CoreDial Layoffs to Impact More Than One-Third of StaffCoreDial Layoffs to Impact More Than One-Third of Staff
The BCM One-owned UCaaS provider did not immediately respond to our inquiries about the cuts.
January 6, 2022
CoreDial layoffs are coming.
Later this month, the cloud communications provider will shed more than one-third of its workforce.
In December, CoreDial, now owned by BCM One, filed a Worker Adjustment and Retraining Notification (WARN) letter with the state of Pennsylvania, where it is based. In the notice, CoreDial said permanent layoffs will impact 62 people on Jan. 28. The Philadelphia Inquirer said last June that CoreDial had 165 employees. Based on that number, the recently announced cuts represent nearly a 38% reduction in staff.
Channel Futures reached out to BCM One on Jan. 5 to ask which roles the CoreDial layoffs will affect, as well as the rationale for them. We did not receive an immediate response.
BCM One, a channel-centric UCaaS vendor, bought CoreDial just two months ago for an undisclosed amount. The deal brought together two companies to go head-to-head against RingCentral, Vonage and 8×8. The greatest appeal, as analyst Jon Arnold told Channel Futures, lay in the ability for partners to white-label the combined BCM One and CoreDial platforms and therefore own their customers.
J Arnold & Associates’ Jon Arnold
“That’s not so easy to do if you go with RingCentral, 8×8 or Vonage,” he said in November. “You don’t own the customer in the same way.”
CoreDial also gave BCM One attractive advanced video collaboration capabilities that stand up well in a hybrid-work world.
It’s unclear how the CoreDial layoffs might affect channel partners. BCM One planned to combine CoreDial’s partner program with its own starting in 2022. That no doubt will continue, it’s simply a question of whether anyone on the CoreDial side integral to the partner strategy will be hit by the layoffs.

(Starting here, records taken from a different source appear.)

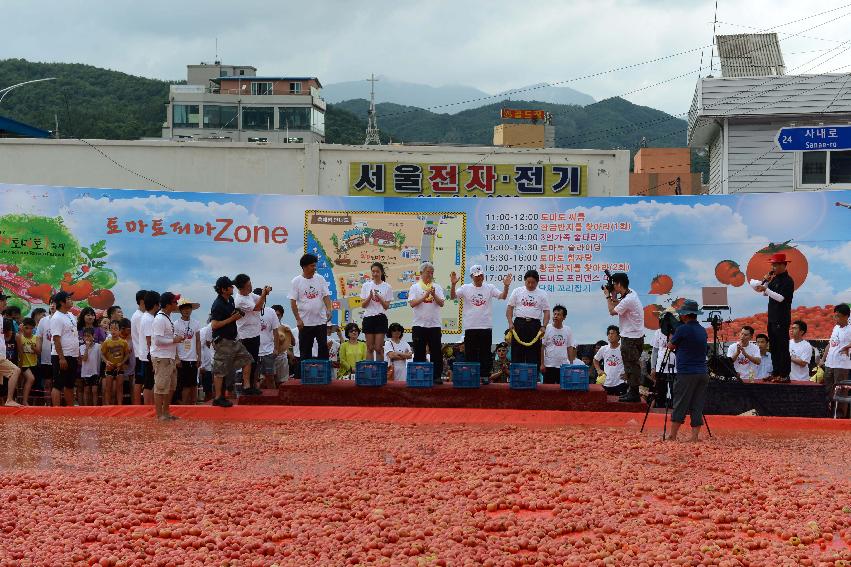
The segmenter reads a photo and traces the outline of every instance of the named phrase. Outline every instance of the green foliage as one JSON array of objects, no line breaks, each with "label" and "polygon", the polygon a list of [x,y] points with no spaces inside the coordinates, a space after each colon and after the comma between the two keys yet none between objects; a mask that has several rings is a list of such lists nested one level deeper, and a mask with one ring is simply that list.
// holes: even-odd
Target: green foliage
[{"label": "green foliage", "polygon": [[[21,274],[32,273],[37,281],[52,285],[58,283],[64,273],[76,271],[82,253],[80,243],[62,224],[60,217],[4,215],[0,217],[0,227],[7,238],[40,241],[41,250],[45,252],[40,255],[21,254],[21,250],[9,245],[0,246],[0,264],[16,265]],[[54,245],[57,248],[53,248]],[[58,247],[60,245],[62,248]]]},{"label": "green foliage", "polygon": [[[361,119],[335,104],[327,105],[325,110],[325,141],[327,143],[357,146],[363,144],[365,138],[365,118]],[[390,136],[382,132],[381,141],[389,142]]]}]

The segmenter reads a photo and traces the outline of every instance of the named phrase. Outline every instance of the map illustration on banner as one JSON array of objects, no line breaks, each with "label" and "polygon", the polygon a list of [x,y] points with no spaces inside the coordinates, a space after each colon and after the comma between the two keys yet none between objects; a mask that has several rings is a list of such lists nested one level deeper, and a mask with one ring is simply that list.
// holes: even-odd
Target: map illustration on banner
[{"label": "map illustration on banner", "polygon": [[[726,290],[722,339],[734,340],[742,325],[764,331],[767,300],[747,282],[761,280],[778,252],[791,260],[792,317],[808,323],[808,338],[827,337],[833,305],[851,301],[848,191],[520,200],[0,184],[0,194],[0,289],[24,314],[59,290],[72,294],[76,311],[120,305],[126,313],[139,289],[181,293],[203,314],[216,278],[246,273],[273,287],[270,303],[284,305],[292,325],[287,294],[305,250],[320,258],[338,323],[361,321],[360,287],[375,261],[393,290],[389,318],[405,327],[407,293],[424,260],[435,264],[447,298],[450,272],[469,282],[474,264],[496,285],[513,274],[512,288],[538,270],[540,287],[567,308],[566,324],[583,343],[604,338],[616,321],[600,291],[605,269],[629,275],[648,335],[661,310],[701,302],[704,288]],[[448,335],[463,329],[463,315],[447,299]],[[504,301],[492,319],[499,337]]]}]

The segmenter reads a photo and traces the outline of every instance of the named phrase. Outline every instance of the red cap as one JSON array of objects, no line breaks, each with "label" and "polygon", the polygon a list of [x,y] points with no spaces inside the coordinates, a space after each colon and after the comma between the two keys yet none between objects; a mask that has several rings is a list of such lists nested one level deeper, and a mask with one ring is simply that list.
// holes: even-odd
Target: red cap
[{"label": "red cap", "polygon": [[789,260],[786,259],[786,254],[782,252],[778,252],[777,254],[772,255],[768,259],[769,264],[788,264]]}]

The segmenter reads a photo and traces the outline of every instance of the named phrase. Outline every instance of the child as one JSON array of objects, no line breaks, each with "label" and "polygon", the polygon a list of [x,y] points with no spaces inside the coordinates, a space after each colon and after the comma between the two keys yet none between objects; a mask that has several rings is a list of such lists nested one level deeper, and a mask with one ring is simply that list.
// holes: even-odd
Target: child
[{"label": "child", "polygon": [[[5,297],[0,299],[5,299]],[[21,405],[15,401],[15,389],[18,387],[18,376],[21,375],[21,369],[6,357],[6,347],[9,344],[6,339],[13,335],[12,320],[3,317],[0,321],[2,321],[3,325],[3,336],[0,337],[0,383],[4,379],[8,379],[6,385],[6,407],[16,408]]]},{"label": "child", "polygon": [[[121,338],[127,343],[127,362],[124,365],[124,376],[115,381],[115,405],[124,403],[124,385],[127,392],[133,392],[133,378],[136,376],[136,345],[133,343],[133,322],[123,317],[118,323]],[[132,394],[131,394],[132,395]]]},{"label": "child", "polygon": [[201,341],[201,389],[204,401],[209,402],[213,399],[213,326],[209,321],[198,331],[198,338]]},{"label": "child", "polygon": [[360,327],[357,323],[346,325],[346,337],[349,339],[340,345],[340,369],[337,378],[347,379],[355,373],[355,366],[361,360],[366,360],[366,343],[358,340]]},{"label": "child", "polygon": [[506,383],[511,376],[511,361],[508,359],[508,343],[499,343],[496,345],[496,360],[493,363],[493,372],[484,382],[488,384]]},{"label": "child", "polygon": [[35,382],[35,374],[38,372],[39,357],[41,356],[41,345],[38,337],[33,334],[35,321],[24,319],[21,322],[21,332],[18,333],[16,341],[18,346],[18,362],[21,368],[21,376],[24,377],[23,404],[30,405],[30,389]]},{"label": "child", "polygon": [[[389,339],[384,343],[384,360],[387,361],[387,379],[405,381],[407,379],[408,361],[414,357],[411,345],[402,340],[405,328],[399,323],[391,323],[387,327]],[[392,370],[391,370],[392,368]]]},{"label": "child", "polygon": [[95,342],[94,328],[83,329],[83,344],[80,346],[80,377],[83,379],[82,405],[96,406],[100,384],[100,345]]},{"label": "child", "polygon": [[189,406],[198,401],[198,367],[201,366],[201,323],[192,318],[192,312],[201,307],[185,298],[180,298],[177,308],[180,319],[174,325],[174,333],[183,342],[177,349],[177,389],[180,403]]},{"label": "child", "polygon": [[564,325],[567,309],[563,305],[553,307],[553,320],[544,331],[541,340],[541,373],[544,384],[558,384],[561,381],[562,364],[573,364],[576,360],[576,343],[573,331]]},{"label": "child", "polygon": [[[33,313],[39,309],[36,309]],[[41,364],[39,365],[40,384],[38,387],[44,392],[45,396],[48,396],[53,389],[53,362],[50,358],[53,347],[53,336],[50,334],[50,316],[53,315],[54,310],[55,306],[51,301],[50,312],[44,313],[42,309],[42,315],[39,317],[38,326],[36,327],[36,335],[38,335],[39,346],[41,347]]]},{"label": "child", "polygon": [[759,347],[751,343],[753,334],[753,327],[745,325],[739,332],[739,342],[731,344],[727,349],[727,358],[733,360],[733,368],[742,380],[753,380],[762,361],[759,356]]},{"label": "child", "polygon": [[[609,325],[606,329],[609,344],[600,347],[594,355],[594,368],[597,373],[605,374],[603,389],[610,396],[621,396],[626,393],[627,383],[623,381],[623,357],[621,356],[621,334],[617,325]],[[603,366],[600,365],[603,362]]]},{"label": "child", "polygon": [[807,324],[803,321],[792,323],[792,338],[789,339],[789,357],[792,367],[789,371],[789,379],[796,382],[808,382],[810,380],[810,361],[813,359],[813,346],[804,340],[807,334]]},{"label": "child", "polygon": [[[128,325],[129,327],[129,325]],[[116,389],[124,394],[124,365],[130,356],[130,347],[121,337],[121,324],[118,321],[109,323],[109,338],[103,341],[100,355],[106,365],[103,378],[103,405],[120,405]],[[118,386],[119,382],[121,386]]]},{"label": "child", "polygon": [[851,308],[845,303],[840,303],[833,308],[833,320],[836,326],[830,333],[830,342],[821,355],[820,366],[824,367],[824,391],[827,395],[828,407],[833,404],[833,391],[836,384],[848,380],[848,371],[851,369],[851,326],[848,325],[848,316]]},{"label": "child", "polygon": [[[283,311],[283,308],[282,308]],[[276,315],[277,316],[277,315]],[[287,381],[290,377],[290,361],[289,353],[293,347],[293,332],[292,330],[280,322],[278,317],[278,326],[275,328],[275,385],[278,386]]]},{"label": "child", "polygon": [[[774,372],[774,367],[771,365],[771,353],[768,352],[768,335],[758,334],[756,346],[759,348],[759,366],[756,369],[756,379],[769,381]],[[788,381],[788,379],[785,381]]]}]

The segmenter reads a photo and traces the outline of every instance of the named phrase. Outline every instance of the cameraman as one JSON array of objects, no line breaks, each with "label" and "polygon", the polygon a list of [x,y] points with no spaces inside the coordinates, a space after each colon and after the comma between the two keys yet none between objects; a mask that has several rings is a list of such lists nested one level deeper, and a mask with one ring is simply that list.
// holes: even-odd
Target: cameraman
[{"label": "cameraman", "polygon": [[641,351],[644,349],[644,307],[638,294],[629,288],[629,277],[625,273],[612,274],[609,282],[603,286],[603,295],[609,304],[609,314],[618,316],[621,356],[629,384],[629,390],[618,401],[640,402],[638,384],[641,381]]},{"label": "cameraman", "polygon": [[682,325],[674,331],[670,350],[677,353],[677,379],[674,381],[674,409],[671,413],[671,433],[668,439],[675,441],[686,414],[691,416],[691,441],[697,441],[703,426],[703,406],[706,403],[706,388],[709,373],[706,369],[706,351],[709,343],[706,329],[697,322],[703,313],[697,302],[687,299],[682,309],[677,310]]},{"label": "cameraman", "polygon": [[216,280],[216,300],[210,308],[210,325],[213,329],[213,344],[215,354],[213,355],[213,391],[215,398],[214,406],[229,408],[233,405],[230,400],[225,399],[223,384],[225,376],[237,368],[242,368],[242,376],[251,376],[251,364],[254,359],[246,350],[245,345],[237,340],[236,322],[245,313],[234,307],[233,282],[227,276]]}]

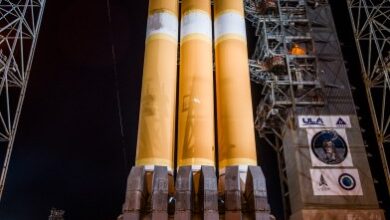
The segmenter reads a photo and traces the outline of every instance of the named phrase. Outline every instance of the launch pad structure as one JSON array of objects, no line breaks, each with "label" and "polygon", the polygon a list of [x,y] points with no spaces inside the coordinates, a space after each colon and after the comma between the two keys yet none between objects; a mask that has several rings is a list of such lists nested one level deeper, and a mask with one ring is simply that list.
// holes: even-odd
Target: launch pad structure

CoreDial marked BCM One’s seventh acquisition. The one before that, in July, was longtime network operator Wholesale Carrier Services. Given that activity, and given that BCM One is privately owned, the situation could be one of investors wanting a quick return. Or – and this could also be an “and” circumstance – there could be too much overlap between BCM One and CoreDial staff, especially on the operations side.
Whatever the reason, Arnold told Channel Futures on Wednesday, consolidation, especially among Tier 2 and Tier 3 players, comes down to economies of scale.
“They have to keep their costs down and keep the business running efficiently,” he said. “I would think that the scale of that layoff is an example of how they’re trying to rationalize the value of these companies. … And when you have a number of companies in similar lines of business, obviously you can’t keep everybody.